Non solo smartwatch. Anche i normali orologi sono finiti nel mirino delle autorità scolastiche. Il motivo? Troppo simili proprio alle controparti "intelligenti" che ormai hanno invaso il mercato e che permettono di accedere al web e nascondere in bella vista le informazioni da sbirciare durante gli esami. All'estero e in Italia, oltre a smartphone e smartwatch ora anche gli orologi non saranno accettati al polso degli studenti durante le sessioni d'esame.

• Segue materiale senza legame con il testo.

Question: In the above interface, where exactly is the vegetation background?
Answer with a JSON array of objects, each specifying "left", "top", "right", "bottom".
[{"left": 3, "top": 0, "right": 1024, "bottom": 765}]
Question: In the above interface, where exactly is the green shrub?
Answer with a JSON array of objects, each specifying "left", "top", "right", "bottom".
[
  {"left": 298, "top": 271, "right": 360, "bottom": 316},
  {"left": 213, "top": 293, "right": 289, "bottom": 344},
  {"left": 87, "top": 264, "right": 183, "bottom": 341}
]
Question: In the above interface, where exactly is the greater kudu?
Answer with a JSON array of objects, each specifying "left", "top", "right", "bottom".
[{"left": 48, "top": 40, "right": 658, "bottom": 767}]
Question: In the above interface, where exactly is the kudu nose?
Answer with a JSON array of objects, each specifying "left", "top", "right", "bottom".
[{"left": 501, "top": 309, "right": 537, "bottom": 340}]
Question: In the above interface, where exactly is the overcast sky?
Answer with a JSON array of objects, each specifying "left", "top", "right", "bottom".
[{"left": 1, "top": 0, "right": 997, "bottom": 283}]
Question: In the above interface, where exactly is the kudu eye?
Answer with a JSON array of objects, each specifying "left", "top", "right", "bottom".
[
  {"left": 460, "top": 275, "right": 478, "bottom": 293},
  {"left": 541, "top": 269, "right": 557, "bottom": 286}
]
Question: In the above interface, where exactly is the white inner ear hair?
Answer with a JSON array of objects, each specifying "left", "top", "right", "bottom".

L'ultimo ateneo ad aver aderito a questa decisione è quello di Kyoto, che dal prossimo anno chiederà a tutti i ragazzi di consegnare ogni tipo di orologio.
Ciò che ha spinto verso questa decisione è proprio la somiglianza tra i due dispositivi: da un lato un innocuo orologio meccanico, dall'altra un dispositivo con il quale introdurre nell'esame potenzialmente qualsiasi tipo di informazione, anche le risposte complete del test. E così via ogni tipo di possibile distrazione o "bigino": anche in Italia – a Chieti, per esempio, ma anche a Pescara – gli orologi devono essere inseriti in alcuni sacchetti e consegnati ai docenti, che li restituiscono solo ad esame terminato. Lo stesso succede nel Nuovo Galles del Sud, in Australia, Cambridge, Oxford, Goldsmiths e nelle università degli Stati Uniti.
Il problema degli smartwatch risulta ancora più pressante rispetto a quello degli smartphone, già accusati di permettere agli studenti sotto esame di comunicare con il mondo esterno, pubblicando testi e ricevendo risposte in diretta. Proprio a Kyoto, per esempio, nel 2011 un ragazzo è stato arrestato perché trovato mentre pubblicava le domande di un test d'ammissione online, ovviamente con l'intento di ricevere le risposte corrette. Con gli smartwatch il problema risiede proprio nella difficoltà di individuare il dispositivo, che potrebbe mostrare testi o immagini senza che i docenti se ne accorgano.